And Awaaay We Go
The purpose of all wars, is peace
War may sometimes be a necessary evil. But no matter how necessary, it is always an evil, never a good. We will not learn how to live together in peace by killing each other's children
Up front, Ahmadinejad is not my favorite guy. Let me count the ways. For starters, he possesses a woeful lack of modern history, only remembering those offenses which suit his ends. Oops, that accusation hits a bit too close...
But his Easter offering of the rat-out British sailors is sort of...sweet, in a way. I mean, he's dressed in a nice Summer suit, sans tie, of course, smiling while making the trade off. It is how politics is conducted, and we could fault him for gleaming a bit too much, perhaps.
But what brilliant rhetoric: ''for the occasion of the passing of Christ, I say the Islamic Republic government and the Iranian people — with all powers and legal right to put the soldiers on trial — forgave those 15.''
Brilliant--they recognize America as a bunch of religious fanatics, much like themselves, who will truly appreciate the sentiments on J.C.'s passing (we've all gotta go sometime), and they have co-opted and subsumed the Christ's message of forgiveness. Simply breathtaking.
Why can we not muster such simple, effective propaganda--one simplistic, sound-bite nation to another? However that may be, the salient points of this scenario must not be forgotten.
 The first point in the situation is that Iran does have a legitimate right to defend their territorial waters and land. This is what we call sovereignty, and which has become such a sacred word in Iraq.

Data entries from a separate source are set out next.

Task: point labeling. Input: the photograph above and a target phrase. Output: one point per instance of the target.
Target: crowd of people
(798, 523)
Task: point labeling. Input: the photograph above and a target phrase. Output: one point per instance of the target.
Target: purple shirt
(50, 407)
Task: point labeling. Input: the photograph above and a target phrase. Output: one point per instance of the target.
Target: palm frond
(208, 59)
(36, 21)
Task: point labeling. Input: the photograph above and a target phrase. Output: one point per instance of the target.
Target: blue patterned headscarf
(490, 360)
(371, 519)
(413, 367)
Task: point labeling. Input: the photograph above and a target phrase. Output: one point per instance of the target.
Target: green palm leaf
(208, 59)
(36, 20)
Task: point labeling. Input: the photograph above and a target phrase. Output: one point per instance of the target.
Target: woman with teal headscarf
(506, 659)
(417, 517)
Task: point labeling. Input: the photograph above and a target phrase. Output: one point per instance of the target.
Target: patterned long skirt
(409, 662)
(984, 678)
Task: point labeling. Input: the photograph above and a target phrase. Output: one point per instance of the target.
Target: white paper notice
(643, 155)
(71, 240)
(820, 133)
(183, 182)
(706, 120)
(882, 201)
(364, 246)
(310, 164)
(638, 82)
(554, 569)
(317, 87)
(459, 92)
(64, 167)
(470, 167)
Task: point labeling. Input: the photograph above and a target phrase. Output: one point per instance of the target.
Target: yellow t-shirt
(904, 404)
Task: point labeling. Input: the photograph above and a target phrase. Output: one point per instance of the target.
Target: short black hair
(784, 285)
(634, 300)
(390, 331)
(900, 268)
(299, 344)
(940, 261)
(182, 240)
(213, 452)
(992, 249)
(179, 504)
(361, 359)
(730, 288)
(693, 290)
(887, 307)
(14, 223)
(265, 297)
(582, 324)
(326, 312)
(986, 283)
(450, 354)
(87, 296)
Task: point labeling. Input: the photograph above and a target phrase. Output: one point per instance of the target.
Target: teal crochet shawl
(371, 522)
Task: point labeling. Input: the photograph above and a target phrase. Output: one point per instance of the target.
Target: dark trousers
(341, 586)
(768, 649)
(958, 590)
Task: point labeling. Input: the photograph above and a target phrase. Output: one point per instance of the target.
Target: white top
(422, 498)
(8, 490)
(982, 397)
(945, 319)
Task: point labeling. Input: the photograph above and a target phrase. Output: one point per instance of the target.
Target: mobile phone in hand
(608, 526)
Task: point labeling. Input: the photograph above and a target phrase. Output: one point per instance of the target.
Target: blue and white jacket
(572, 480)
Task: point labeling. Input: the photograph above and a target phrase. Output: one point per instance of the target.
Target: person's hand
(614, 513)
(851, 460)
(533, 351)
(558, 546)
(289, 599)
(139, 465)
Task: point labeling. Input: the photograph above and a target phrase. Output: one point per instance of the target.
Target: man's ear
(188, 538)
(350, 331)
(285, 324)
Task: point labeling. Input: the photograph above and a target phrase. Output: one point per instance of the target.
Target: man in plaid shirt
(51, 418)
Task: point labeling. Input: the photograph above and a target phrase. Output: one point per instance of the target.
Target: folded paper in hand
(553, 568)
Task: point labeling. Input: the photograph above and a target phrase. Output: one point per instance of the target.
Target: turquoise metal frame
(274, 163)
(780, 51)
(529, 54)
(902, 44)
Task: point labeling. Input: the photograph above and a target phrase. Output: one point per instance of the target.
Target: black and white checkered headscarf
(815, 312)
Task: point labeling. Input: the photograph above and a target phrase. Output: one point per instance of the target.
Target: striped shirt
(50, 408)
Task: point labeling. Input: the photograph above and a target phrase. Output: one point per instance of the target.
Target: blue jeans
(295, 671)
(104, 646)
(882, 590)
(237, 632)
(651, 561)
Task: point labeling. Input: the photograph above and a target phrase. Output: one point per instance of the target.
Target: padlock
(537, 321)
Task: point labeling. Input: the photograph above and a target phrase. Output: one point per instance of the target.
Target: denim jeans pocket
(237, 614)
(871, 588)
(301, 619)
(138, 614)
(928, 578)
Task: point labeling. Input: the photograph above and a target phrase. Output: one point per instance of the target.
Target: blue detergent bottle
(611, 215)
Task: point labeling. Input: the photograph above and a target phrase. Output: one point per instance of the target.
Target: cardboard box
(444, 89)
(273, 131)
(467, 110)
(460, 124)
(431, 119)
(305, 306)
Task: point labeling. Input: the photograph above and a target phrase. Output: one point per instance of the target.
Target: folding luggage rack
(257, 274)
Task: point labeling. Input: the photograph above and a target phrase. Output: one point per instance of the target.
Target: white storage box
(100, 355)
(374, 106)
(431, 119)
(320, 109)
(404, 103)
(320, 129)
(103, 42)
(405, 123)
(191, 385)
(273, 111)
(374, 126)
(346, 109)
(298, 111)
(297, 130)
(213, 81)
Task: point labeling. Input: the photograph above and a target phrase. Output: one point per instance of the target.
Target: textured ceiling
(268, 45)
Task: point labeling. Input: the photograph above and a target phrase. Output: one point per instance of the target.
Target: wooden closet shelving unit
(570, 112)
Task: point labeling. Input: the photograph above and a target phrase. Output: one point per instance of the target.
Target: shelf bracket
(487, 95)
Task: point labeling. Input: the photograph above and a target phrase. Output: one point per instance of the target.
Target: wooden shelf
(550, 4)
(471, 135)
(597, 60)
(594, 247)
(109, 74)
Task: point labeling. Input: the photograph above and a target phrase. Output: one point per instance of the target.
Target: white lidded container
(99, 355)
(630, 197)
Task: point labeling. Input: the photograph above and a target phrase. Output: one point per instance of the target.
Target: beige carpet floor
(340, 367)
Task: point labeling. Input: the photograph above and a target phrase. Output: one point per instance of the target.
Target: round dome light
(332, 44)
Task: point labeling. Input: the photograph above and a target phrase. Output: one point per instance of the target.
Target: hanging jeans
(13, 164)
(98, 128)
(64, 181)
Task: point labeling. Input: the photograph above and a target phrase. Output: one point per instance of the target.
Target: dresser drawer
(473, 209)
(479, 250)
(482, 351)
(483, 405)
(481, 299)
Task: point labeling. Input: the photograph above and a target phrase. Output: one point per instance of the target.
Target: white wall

Can the British or the Iranians provide GPS coordinates to verify claims or counter-claims? Surely the coalition of the willing have GPS markers on their craft or commo gear.
 Britain's foreign office, speaking of a video of the sailors pointing to a map location where they were seized, said it was ''completely unacceptable for these pictures to be shown on TV." While this is true, but it is no less acceptable than televising Saddam's execution, or running pictures of Saddam's murdered sons Qusay and Uday in magazines and tabloids, ditto Zarkawi, et. al., on U.S. television, as well.
It seems that coalition forces can use degrading photos of dead people for their propaganda purposes (in violation of the Geneva Convention), but we object to the Iranians televising of their questioning of live prisoners for similar purposes.
The Iranian approach is refreshing to say the least. The British personnel appeared clean and unharmed, and their heads were not in sandbags with flex cuffs, lying prostrate on concrete. There is an element of dignity in the proceedings. The prisoners did not disappear, get rendered, nor were they held in secret prisons.
Since 1979, Iranians have known how to throw a hostage event. America should learn from them.